10. Resorts World Sentosa – $5 billion

The first of two Singapore-based entries, this Genting Singapore-developed resort includes a casino, universal studios theme park and marine life park. Gates opened in 2012. The resort covers over 49 hectares of land, and employs upwards of 10,000 people.

9. Emirates Palace $6 billion

So luxurious that it has achieved a seven-star rating, this hotel, designed by architect John Elliott, features gold and marble-furnishings two swimming pools, spas, its own marina and even a helipad. The hotel was built by and is owned by the Abu Dhabi government, and opened in November 2005. The Emirates Palace is the second most expensive hotel construction, surpassed narrowly by the next entry.

8. Marina Bay Sands Resort – +$6 billion

Opened in 2011, this Singapore resort features a 2,561-room hotel, a 1,300,000 sq ft convention-exhibition centre, an 800,000 sq ft mall, a museum, two large theatres, seven restaurants run by top chefs, two floating Crystal Pavilions, an ice skating rink, and the world's largest atrium casino.

7. Oakland Bay Bridge – $6.2 billion

After more than a decade of delays, the redesigned eastern span of San Francisco’s Bay Bridge reopened to traffic in September 2013, arriving billions of dollars over budget despite the outsourcing of elements to China. The upgrade replaces a section damaged in the 1989 Loma Prieta earthquake.

6. Trans-Alaska Pipeline System – $8 billion (1977)

Between 1974 and ’77, construction workers braved extreme weather conditions to build more than 800 miles of pipeline, 12 pump stations and the Valdez Marine Terminal. In the present, a decline in oil production has threatened the pipeline, and as volumes decrease, some of the pump stations will be closed.

5. James Bay Project – +$20 billion

Named for the body of water into which La Grande River drains, this costly construction of a series of hydroelectric power stations in Québec, Canada, by state-owned utility Hydro-Québec involved the diversion of neighbouring rivers into the La Grande watershed. The stations have an installed generating capacity of 16,527 megawatts.

4. International Thermonuclear Experimental Reactor – +$21 billion

The ITER is an international nuclear fusion research and engineering project, currently constructing the world's largest experimental tokamaknuclear fusion reactor at the Cadarache facility in the south of France. The project is funded by several members, the largest 45 percent contribution coming from the EU, followed by 9 percent from China, Russia, South Korea and the US. The first plasma is expected to be produced in 2020.

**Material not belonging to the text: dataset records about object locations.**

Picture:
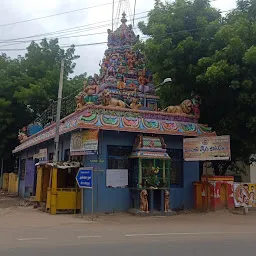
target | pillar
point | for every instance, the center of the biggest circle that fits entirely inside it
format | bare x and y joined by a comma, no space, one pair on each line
53,209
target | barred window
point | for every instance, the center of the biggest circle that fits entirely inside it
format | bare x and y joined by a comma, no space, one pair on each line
176,174
118,157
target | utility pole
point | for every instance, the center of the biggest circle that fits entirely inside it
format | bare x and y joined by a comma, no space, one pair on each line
57,132
2,172
56,140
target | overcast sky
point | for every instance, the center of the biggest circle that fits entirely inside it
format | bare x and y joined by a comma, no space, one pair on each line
99,18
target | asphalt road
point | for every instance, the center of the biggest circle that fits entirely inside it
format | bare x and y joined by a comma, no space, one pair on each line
70,241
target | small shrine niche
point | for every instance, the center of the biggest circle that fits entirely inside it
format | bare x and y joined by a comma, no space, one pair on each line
150,164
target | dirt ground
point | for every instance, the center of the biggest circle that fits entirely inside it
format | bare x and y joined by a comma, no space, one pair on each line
15,213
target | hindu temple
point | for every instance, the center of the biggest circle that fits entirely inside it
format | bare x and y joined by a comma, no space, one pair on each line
134,148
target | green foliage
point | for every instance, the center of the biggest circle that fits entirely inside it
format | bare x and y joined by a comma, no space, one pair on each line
213,55
32,80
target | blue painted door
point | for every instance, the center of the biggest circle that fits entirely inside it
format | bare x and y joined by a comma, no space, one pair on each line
29,178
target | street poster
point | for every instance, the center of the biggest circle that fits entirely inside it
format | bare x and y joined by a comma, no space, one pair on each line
42,156
244,195
84,143
207,148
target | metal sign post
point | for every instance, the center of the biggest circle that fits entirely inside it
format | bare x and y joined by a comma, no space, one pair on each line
84,180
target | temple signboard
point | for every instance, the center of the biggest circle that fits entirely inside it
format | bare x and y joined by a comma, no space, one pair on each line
207,148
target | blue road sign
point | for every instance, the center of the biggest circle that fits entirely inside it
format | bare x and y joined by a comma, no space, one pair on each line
84,177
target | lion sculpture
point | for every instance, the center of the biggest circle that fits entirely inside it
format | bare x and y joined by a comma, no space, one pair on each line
135,104
22,136
186,107
107,100
144,201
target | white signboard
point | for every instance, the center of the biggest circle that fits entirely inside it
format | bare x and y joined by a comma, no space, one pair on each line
117,178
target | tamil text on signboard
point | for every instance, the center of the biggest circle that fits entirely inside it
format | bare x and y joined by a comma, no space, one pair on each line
84,143
244,195
207,148
84,178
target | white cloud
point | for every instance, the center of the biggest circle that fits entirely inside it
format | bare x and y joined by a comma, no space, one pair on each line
17,10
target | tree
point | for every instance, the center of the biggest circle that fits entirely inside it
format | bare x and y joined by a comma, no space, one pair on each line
27,86
213,55
42,64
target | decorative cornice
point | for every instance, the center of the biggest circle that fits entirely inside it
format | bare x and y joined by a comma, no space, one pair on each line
117,119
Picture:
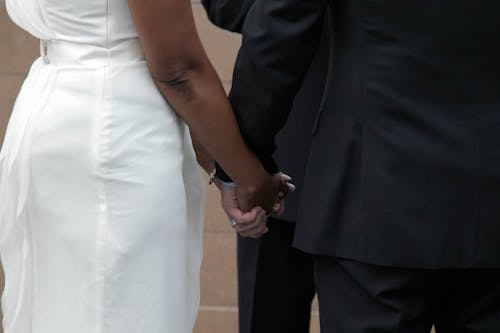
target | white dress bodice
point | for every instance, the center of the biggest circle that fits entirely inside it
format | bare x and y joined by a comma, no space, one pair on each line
98,22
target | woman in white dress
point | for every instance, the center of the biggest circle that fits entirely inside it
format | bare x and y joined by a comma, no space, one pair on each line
101,199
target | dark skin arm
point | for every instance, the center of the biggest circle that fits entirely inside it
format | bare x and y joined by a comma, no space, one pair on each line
185,77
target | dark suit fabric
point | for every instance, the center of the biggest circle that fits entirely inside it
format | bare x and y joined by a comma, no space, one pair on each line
404,167
361,298
275,282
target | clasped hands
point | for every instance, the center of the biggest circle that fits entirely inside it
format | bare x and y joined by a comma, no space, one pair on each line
249,207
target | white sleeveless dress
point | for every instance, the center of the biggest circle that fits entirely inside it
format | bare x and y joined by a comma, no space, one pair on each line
101,199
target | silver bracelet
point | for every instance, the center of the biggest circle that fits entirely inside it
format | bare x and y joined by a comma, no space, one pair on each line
211,177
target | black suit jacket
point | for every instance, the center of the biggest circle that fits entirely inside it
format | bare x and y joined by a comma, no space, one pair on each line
405,162
294,140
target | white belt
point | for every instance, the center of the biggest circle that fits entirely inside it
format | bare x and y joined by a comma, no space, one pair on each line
64,53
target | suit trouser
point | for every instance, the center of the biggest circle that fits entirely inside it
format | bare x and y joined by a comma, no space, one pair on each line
276,282
361,298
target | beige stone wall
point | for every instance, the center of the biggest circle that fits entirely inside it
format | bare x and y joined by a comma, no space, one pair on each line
218,312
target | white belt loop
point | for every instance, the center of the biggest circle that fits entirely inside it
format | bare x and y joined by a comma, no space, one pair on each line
44,51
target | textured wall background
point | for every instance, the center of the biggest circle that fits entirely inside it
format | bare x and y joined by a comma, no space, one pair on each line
218,312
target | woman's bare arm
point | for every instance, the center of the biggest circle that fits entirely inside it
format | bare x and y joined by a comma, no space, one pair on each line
187,80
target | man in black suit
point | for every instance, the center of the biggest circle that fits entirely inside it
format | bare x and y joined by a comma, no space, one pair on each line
401,200
276,281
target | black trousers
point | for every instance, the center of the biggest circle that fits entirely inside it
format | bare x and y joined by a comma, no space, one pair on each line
361,298
275,282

3. Central Artery/Tunnel Project – $22 billion

Nicknamed the Big Dig, this Boston megaproject between 1991 and 2006 rerouted the Central Artery (Interstate 93), the primary highway through the city-centre, into a 3.5-mile tunnel. The project also included the construction of the Ted Williams Tunnel (extending Interstate 90 to Logan International Airport), the Leonard P. Zakim Bunker Hill Memorial Bridge over the Charles River, and the Rose Kennedy Greenway in the space vacated by the previous I-93 elevated roadway.

2. Three Gorges Dam – $25 billion

This hydroelectric project in Hubei Province, China, spans the Yangtze River and is the largest power station in the world by installed capacity, which reaches 22,500 megawatts. The body of the dam was completed in 2006, while the 32 main turbines were finished in 2012.

1. Itaipu Dam – $27 billion

It would appear that hydroelectric power is an expensive game. Work began on this example, on the Brazil-Paraguay border, in February 1971, and was completed in 1984.

The dam surpasses the previous entry as the largest operating hydroelectric facility in terms of annual energy generation, at 94.7 TWh in 2008 and 91.6 TWh in 2009, however is second to Three Gorges at a 14,000 MW installed capacity compared to the Chinese example’s 22,500 MW.

Construction was a major undertaking; the course of the Paraná, the world’s seventh longest river was shifted, along with 50 million tons of earth and rock. The amount of iron and steel used is more than 308 times that in the Eiffel Tower, and more than 40,000 people were employed in the process.

In 2007, the last of the 20 electric generation units commenced operations, raising the installed capacity to 14 GW and completing the power plant.